だけど、今でも鮮明に思い出せるそのページは、間違いなく今の私に至るあみだくじの起点だった。
少し遡ると、この19歳の時の1年間のニューヨーク留学に踏み出す前の年、私は大学に入学したものの、女子大の雰囲気に馴染めず(高校は女子校でも馴染めたのですが)、どうにか突破口を見つけようと、夏休みに興味のあることに片っ端か手を出してみていた。
まずは絵を描くこと。これは、今でも好きなのだが、本物の画家のように「描かずにいられない」という衝動がないことに気がつき、「んー、趣味でいっか」となった。(諦め早い)
次に、歌を歌うこと。この頃、通っていた大学と交流のあるK大の合同音楽サークルに入っていて、今思うとゾッとするのだが、楽器が弾けないという理由だけでガールズバンドのボーカルを担当していた。
ある日、K大の講堂でライブをやることになり、知り合いは誰一人呼ばずに当日を迎えた。
曲目は、当時好きだったバングルスの"Eternal Frame"と、ジュデイ・アンド・マリーの"Power of Love"の2曲だった。前者はバラードでゆっくりなのでなんとか歌えたのだが、後者は自分で選んだくせに、テンポの速さと高音と緊張とでズタボロだった。みじめだった。これを機に、歌はカラオケでいいやと決めた。
最後に、映像を撮ること。
これは、90年代後半当時ハマっていたMTVの影響が大きく、Daft PunkやBjorkなどのミュージックビデオを見ては「なんてクールなんだろう。私も撮ってみたい!」と鼻息を荒くしていた。そこで、当時通っていた英会話のグループレッスンで出会った女性が、ちょうど映像科に通っていて、高いビデオカメラを持っているというので、私が脚本兼監督、彼女が映像を撮るという条件付きで(勢いのみで)決行した。正直、ストーリーは一切覚えてないが、見た目の良い友人に頼んで、恵比寿の高架下で意味なく何回もダッシュをしてもらったことだけは覚えている。確か、Apollo440というミュージシャンの曲に合わせて。今思うととてつもなく青臭くて恥ずかしい内容だったと思うのだが、当時から重度のポジティブ思考だった私は、なぜか「これだナ」と感じてしまったのだ。しかも、この時の映像は、カメラを持っていた女性と喧嘩別れをしたことで、一度も見ることなく終わったにも関わらず。(出来れば、このまま一生見ることなく終えたい。)

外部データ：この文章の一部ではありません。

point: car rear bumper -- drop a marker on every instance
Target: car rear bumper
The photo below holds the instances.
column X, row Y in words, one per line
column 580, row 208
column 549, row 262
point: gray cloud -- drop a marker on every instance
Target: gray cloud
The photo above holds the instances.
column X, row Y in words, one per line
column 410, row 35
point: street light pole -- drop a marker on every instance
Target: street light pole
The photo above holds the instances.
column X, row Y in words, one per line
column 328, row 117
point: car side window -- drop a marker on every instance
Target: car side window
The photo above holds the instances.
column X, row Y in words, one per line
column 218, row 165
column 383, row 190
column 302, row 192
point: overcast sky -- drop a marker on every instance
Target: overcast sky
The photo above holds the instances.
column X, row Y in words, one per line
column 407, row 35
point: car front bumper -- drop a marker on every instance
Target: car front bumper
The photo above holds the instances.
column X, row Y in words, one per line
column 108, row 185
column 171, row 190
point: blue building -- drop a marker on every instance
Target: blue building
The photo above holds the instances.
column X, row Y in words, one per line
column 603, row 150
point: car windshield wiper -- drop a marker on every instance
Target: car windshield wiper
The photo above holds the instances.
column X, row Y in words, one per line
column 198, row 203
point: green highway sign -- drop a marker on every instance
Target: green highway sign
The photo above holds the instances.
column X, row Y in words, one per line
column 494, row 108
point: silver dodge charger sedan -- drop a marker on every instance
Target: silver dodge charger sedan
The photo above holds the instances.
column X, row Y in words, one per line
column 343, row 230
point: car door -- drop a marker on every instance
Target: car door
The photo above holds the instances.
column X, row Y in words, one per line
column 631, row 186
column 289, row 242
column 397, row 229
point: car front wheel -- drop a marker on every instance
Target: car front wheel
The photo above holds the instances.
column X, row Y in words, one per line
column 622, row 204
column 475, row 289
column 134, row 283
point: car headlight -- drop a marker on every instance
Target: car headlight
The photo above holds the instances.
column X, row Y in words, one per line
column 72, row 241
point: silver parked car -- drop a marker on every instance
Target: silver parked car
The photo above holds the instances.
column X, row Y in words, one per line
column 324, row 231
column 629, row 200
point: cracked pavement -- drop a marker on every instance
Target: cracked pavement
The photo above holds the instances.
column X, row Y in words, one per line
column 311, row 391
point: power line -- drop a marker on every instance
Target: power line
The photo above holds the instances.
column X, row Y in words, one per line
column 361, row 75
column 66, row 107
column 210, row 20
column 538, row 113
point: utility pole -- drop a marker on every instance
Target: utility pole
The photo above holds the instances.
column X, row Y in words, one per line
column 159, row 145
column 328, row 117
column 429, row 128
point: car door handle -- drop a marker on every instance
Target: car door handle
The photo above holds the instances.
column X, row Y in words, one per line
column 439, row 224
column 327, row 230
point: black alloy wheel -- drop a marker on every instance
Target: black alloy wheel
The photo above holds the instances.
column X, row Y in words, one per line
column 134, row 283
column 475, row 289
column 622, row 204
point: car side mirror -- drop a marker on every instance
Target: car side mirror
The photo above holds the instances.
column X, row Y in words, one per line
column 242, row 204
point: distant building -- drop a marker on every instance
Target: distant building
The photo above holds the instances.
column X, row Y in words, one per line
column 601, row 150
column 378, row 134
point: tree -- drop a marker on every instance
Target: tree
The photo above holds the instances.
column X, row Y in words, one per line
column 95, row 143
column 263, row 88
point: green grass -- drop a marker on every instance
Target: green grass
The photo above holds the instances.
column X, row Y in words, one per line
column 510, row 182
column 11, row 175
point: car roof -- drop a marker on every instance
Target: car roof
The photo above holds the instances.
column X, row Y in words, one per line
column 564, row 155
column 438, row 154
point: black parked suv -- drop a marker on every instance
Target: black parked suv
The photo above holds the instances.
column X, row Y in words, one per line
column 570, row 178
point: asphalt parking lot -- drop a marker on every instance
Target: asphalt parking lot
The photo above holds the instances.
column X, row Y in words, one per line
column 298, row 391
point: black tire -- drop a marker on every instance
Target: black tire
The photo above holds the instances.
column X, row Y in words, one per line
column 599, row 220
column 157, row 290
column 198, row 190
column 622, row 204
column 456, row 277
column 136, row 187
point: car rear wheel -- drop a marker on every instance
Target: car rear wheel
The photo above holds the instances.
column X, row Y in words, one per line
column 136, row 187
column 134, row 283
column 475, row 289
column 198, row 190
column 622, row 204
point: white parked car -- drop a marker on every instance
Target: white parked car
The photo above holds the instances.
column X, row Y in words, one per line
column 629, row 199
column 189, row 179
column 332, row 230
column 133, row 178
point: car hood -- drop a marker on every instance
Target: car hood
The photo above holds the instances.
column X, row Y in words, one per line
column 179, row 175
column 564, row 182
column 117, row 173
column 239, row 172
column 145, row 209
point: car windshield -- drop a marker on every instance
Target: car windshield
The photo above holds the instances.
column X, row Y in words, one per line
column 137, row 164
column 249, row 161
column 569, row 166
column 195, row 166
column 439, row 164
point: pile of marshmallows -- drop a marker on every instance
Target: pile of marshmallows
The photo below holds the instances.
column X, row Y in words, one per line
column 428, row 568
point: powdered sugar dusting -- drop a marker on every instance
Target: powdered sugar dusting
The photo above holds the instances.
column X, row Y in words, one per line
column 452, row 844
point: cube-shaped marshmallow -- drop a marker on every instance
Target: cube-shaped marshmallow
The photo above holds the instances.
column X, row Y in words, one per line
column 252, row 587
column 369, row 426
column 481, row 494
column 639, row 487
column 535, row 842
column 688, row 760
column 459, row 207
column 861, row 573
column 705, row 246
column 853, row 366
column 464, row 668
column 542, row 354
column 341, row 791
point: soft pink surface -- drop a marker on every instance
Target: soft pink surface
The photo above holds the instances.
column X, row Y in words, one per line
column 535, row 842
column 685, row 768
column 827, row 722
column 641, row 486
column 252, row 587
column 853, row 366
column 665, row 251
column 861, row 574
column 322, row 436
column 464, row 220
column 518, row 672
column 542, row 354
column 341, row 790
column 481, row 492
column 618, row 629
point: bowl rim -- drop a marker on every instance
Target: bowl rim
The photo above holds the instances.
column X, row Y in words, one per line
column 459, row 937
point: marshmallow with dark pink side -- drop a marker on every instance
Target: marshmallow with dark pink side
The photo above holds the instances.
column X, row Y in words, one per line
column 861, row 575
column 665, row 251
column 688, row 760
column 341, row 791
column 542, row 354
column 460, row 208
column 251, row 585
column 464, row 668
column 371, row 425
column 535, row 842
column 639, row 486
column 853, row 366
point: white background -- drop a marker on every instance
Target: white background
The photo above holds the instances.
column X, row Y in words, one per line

それでも、絵や音楽よりかは向いている気がして、そのまま物凄い勢いで両親を説得し、ニューヨークへ飛び立ったのだった。
このような感じで、1997年の夏休みは「自分探し」ならぬ「自分の進路探し」に明け暮れていたのだが、翌年の春にニューヨーク郊外の田舎町の寝室で、進路がほぼ決定されようとは予測していなかった。
ロビンの実家からマンハッタンに戻ってすぐに、ユニオン・スクエアの"Barnes & Nobles"(大きな書店)で、初めの晩に目にした"Wallpaper" 誌の同じ号を購入し、その足で図書館へ行き、ニューヨークと東京のプロダクトデザインが学べる学校を探しあげた。
その後、ニューヨークではアートやデザインに関連する授業を聴講したり、街の空気を吸収することに勤しんだ。
帰国してからは、その時図書館で調べたデザイン学校のプロダクトデザイン科を受けて、入学・卒業し、デザイナーとして就職した。その後またひょんなことから、今度は活版印刷を理由に渡米して5年の滞在を経て帰国し、今に至るのだが、目を細く絞って振り返ってみると、多少ジグザグはしているものの、あの日雑誌をめくったときに「私はここがいい」と決めた領域には居るように思える。
微弱な電波にピピッと過剰に反応する思い込みと、小さな旅が重なって、今の私がいる。
この狂ったアンテナは、ちょっと大事にしたいと思う。